Modelling of metallurgical reactors with Scilab

Lea Florentin, Eloy Crespo, Bruno Laboudigue
Eramet Research

Metallurgical reactors are characterized by their complexity, especially in terms of chemistry, heat transfer, transport phenomena, and more generally thermodynamics. Because of the large amount of parameters to consider, modelling seems the most suitable way of studying such a system.
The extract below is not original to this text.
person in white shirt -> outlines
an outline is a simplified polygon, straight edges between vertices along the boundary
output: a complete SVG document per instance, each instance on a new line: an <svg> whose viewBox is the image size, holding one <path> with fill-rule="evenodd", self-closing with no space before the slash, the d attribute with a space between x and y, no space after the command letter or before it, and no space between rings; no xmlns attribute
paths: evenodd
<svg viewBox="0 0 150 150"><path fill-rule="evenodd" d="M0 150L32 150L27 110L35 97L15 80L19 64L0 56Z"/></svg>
Two of the main general purposes for modelling are (1) process understanding and (2) optimizing the performances of a reactor. The models, once created, can help in the decision making process and can contribute to avoid expensive experiments. Scilab provides an adequate flexible modelling framework to achieve such an objective. The studied reactor is a converter, blowing air into a 1200°C Ni-Fe-S melt for several hours. The aim of the model is to simulate the chemical evolution of the different species, phases and temperature in the reactor as a function of time. This work presents two different approaches of modelling this metallurgical reactor. The first approach uses a thermodynamic software as a “slave” component for computing thermodynamic equilibrium at each time step. A standard Scilab code implements the coupling of other transport phenomena. The model realizes automatically calculations on a thermodynamic database and can set a new calculation based on the previous results. It is also able to use the results to calculate other data or to save graphs and excel files. In addition to the use of a large thermodynamic database, Scilab answers the need for a dynamic model, implementing other transport equations using standard Scilab functionalities. The second approach is based on the construction of a meta-model taking into account the thermodynamic information. It is thus fully embedded in Scilab, making it possible to incorporate easily the thermodynamic data using the meta-model. Furthermore, this model is independent of the large thermodynamic database and can be more easily used for industrial process control.
Development of both models has been done in parallel, allowing cross-validation. Moreover, the two approaches are compatible, thus allowing to obtain, on one hand, a process simulator answering the need for process understanding, and, on the other hand, a compact and better constrained model, putting emphasis on the process control issue.